I headed over to the rectory on Salem Street to lay all of this on Loren and see if I could enlist him in going around town and talking to people too. To get there from Larry's the quickest route was down Main Street. On the corner of Main and Van Buren, there was a nineteenth-century brick building that had not been occupied for years. It had last been an art gallery, back in the old days when the chain stores were still going strong out in the strip malls and the only other commerce left down on Main Street was real estate offices. The art that the gallery had sold was embarrassing-pictures of covered bridges and other nostalgic scenes totally at odds with the reality of the time. Anyway, Brother Jobe was down there on Main and Van Buren this morning with a crew of New Faith men putting the finishing touches on a brand-new barbershop, of all things.
"Morning, Mr. Mayor," Jobe said. "Heck of a fandango last night, huh?"
"Mr. Bullock can put on the dog, all right."
"And very nice fiddling too, sir. How's your old noggin today?"
"Not a hundred percent," I said. "Yours?"
"Earlier on it felt like it was filled with weevils and hornets, but the good Lord has come through and blew them clean out and filled up the space with fresh air, sunshine, and love of fellow man."
"That's nice. I wish he'd do the same for me."
"Try prayer.
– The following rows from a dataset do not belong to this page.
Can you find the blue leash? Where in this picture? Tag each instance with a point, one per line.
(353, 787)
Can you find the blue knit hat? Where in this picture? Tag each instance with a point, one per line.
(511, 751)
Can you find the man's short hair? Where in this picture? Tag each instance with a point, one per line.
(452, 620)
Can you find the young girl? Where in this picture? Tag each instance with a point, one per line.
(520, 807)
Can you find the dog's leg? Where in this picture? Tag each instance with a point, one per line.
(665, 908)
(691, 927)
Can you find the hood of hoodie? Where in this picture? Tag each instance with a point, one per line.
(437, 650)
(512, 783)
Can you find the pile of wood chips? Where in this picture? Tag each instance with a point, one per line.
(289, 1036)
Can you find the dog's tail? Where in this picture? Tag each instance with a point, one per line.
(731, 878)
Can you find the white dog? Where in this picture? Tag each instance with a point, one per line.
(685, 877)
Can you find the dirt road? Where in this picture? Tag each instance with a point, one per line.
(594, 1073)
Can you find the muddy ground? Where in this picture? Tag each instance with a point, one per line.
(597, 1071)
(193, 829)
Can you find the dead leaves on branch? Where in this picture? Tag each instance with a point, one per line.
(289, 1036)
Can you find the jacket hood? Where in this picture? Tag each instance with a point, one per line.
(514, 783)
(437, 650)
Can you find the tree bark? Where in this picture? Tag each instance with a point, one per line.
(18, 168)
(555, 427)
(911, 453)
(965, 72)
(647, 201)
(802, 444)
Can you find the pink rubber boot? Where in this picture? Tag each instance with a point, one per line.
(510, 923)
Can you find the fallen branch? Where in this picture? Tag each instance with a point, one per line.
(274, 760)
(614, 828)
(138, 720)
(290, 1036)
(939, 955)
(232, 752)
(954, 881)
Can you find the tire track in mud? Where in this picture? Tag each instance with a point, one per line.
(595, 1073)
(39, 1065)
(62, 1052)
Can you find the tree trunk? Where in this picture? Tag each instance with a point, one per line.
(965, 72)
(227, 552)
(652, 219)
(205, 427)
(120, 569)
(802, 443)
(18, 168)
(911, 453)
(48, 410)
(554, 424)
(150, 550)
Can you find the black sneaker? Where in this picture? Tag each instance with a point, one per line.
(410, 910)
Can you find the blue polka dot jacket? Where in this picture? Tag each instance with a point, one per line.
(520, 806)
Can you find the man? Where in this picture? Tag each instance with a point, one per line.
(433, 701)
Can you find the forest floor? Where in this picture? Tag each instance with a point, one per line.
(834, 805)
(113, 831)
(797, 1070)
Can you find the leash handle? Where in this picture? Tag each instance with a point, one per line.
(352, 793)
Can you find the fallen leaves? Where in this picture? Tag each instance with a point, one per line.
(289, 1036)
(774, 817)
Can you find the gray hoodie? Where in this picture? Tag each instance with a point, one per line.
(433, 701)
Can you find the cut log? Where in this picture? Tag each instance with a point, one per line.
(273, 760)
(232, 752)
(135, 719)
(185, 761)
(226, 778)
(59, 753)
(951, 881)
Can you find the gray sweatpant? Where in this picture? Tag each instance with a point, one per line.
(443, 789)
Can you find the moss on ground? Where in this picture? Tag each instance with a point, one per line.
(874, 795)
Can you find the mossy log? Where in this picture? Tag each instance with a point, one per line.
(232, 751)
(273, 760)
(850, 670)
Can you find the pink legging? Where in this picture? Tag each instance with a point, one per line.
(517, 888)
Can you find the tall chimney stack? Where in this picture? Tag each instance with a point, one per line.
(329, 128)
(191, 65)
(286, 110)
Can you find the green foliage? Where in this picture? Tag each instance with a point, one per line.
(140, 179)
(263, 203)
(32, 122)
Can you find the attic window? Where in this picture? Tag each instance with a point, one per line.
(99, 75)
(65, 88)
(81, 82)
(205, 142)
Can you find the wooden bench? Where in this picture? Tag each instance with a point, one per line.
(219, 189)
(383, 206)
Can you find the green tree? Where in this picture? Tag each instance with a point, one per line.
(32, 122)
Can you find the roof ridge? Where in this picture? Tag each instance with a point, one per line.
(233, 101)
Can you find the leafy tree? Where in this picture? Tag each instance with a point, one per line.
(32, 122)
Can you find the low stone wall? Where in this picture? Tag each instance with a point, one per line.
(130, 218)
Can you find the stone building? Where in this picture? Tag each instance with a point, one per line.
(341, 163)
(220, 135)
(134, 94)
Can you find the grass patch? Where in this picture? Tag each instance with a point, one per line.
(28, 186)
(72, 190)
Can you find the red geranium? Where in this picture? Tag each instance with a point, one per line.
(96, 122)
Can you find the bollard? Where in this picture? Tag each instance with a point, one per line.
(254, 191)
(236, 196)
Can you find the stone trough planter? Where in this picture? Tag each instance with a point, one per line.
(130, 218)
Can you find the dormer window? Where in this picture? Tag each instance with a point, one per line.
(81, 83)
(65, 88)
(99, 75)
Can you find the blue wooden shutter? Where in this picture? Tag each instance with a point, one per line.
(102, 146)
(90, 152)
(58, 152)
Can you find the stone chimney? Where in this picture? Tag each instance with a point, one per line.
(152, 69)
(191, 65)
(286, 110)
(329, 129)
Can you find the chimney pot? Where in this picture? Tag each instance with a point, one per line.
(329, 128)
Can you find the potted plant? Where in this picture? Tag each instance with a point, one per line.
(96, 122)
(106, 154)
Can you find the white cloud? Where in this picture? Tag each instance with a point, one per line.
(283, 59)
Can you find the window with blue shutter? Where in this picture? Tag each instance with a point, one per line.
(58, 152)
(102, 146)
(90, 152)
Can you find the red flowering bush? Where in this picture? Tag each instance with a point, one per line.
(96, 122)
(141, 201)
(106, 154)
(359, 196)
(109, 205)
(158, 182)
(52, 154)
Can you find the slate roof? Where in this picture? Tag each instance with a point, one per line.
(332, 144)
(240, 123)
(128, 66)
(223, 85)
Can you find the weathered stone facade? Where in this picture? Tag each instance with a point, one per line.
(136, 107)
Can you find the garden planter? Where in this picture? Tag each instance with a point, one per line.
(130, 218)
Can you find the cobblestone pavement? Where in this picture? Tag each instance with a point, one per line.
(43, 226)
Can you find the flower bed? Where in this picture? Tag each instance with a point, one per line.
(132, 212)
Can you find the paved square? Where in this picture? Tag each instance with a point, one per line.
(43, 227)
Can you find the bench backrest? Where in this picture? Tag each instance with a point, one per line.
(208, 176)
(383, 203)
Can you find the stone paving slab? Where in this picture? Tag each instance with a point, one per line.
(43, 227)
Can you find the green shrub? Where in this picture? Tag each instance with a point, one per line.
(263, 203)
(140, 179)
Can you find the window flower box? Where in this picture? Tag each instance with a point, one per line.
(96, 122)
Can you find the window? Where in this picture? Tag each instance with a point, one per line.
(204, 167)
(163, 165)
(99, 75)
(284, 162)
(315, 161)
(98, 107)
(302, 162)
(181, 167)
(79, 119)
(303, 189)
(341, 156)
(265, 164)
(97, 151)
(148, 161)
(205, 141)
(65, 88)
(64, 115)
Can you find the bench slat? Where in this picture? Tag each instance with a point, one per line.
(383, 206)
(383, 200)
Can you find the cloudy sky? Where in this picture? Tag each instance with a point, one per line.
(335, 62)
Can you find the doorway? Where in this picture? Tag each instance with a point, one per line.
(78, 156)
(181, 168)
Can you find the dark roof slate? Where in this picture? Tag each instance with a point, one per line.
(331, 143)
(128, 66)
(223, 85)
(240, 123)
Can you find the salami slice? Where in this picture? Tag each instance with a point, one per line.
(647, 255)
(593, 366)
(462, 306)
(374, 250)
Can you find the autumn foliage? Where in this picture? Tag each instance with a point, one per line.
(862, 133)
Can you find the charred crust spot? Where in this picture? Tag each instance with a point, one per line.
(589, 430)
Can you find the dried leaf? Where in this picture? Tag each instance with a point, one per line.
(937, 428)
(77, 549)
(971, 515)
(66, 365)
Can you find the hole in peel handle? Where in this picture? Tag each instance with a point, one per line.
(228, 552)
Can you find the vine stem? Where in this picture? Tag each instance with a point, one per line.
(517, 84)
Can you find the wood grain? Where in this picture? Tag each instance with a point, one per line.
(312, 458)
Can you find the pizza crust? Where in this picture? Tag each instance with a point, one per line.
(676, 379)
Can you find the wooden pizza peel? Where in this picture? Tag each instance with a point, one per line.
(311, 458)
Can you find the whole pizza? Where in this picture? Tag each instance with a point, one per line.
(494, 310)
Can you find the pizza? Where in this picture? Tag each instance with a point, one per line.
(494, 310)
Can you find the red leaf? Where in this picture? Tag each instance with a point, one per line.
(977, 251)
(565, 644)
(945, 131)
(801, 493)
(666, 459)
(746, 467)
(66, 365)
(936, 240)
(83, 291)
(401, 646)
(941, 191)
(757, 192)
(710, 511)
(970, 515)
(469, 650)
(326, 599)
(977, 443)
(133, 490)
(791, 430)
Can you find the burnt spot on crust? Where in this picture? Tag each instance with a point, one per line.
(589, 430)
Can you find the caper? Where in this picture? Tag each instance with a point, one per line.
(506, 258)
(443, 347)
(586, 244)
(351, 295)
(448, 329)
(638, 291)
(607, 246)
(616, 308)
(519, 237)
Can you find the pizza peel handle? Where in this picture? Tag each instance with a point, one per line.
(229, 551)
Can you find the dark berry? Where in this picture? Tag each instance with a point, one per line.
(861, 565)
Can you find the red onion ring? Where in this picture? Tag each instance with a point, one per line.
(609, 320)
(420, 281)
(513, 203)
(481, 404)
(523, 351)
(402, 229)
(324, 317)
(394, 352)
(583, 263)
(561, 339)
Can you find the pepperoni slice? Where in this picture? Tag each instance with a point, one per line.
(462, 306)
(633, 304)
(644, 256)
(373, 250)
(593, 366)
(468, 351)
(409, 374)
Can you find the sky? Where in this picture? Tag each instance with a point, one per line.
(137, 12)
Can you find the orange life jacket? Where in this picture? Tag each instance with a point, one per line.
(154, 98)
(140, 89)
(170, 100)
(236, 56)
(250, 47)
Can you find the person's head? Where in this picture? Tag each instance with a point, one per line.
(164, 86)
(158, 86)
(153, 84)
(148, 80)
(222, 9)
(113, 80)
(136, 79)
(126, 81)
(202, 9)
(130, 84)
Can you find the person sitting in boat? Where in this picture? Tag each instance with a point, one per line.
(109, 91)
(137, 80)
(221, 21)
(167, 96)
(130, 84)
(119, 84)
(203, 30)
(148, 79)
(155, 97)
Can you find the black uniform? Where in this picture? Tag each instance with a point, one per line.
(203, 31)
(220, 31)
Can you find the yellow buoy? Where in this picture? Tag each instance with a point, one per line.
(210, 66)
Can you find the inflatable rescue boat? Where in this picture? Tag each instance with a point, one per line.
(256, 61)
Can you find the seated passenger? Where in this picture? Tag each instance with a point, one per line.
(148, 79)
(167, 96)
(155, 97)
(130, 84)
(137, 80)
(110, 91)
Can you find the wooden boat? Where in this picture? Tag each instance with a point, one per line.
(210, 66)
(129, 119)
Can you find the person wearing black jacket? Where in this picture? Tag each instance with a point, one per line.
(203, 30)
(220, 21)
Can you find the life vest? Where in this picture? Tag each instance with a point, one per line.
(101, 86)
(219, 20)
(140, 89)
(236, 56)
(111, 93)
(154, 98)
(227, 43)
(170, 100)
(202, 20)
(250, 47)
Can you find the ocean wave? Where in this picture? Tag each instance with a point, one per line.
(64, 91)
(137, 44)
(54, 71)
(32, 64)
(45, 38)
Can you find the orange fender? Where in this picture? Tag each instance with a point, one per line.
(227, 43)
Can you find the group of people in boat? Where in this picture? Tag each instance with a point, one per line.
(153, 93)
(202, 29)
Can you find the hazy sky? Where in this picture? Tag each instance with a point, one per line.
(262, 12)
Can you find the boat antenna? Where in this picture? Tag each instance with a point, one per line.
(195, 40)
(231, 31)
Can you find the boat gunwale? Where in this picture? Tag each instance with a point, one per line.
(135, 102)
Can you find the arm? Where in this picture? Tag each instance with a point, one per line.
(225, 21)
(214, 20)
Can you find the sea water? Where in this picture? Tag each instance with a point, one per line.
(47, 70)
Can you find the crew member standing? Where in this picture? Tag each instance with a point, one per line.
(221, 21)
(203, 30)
It works."
"Maybe later. What's going on here?"
"What's it look like?"
"Looks like an old-fashioned barbershop."
"It ain't nothing old about it," he said. "It's the latest and most up-to-date."
"I hope you're not looking for a profit center here."
"More like a public service."
"You buy this building too?"
"Heck no. Renting it from Mr. Murray."
"Does he own it?"
"Holds it in receivership, I believe."
"That figures," I said. "Most folks get their hair cut at home these days."
"Well, that's country, don't you think? We aim to civilize them up. Get a town look going. Come on in. You can be our very first customer."
We stepped inside. They had done a nice job of cleaning it up. Two brothers were still painting the wainscot. Another brother painted black lettering backward on the window up in the shop front: FREE SHAVES AND HAIRCUTS. A fourth was sweeping the hardwood floor. The room seemed especially large because so little was in it: one authentic barber chair, a sink, a counter, a few old bentwood chairs for the theoretical customers to wait in, and a mirror on the wall in front of the barber seat. He even had a motley assortment of old magazines on hand: National Geograpbics from the 1980s, a 1967 Life, a Popular Science with a cover story on-what else?-flying cars!
"Where'd you find these?"
"The high school basement," he said. "You wouldn't believe what's down there. The barber chair we got up in Fort Edward. Five hundred bucks. Cheap. Have a seat. Brother Judah, come hither and attend!"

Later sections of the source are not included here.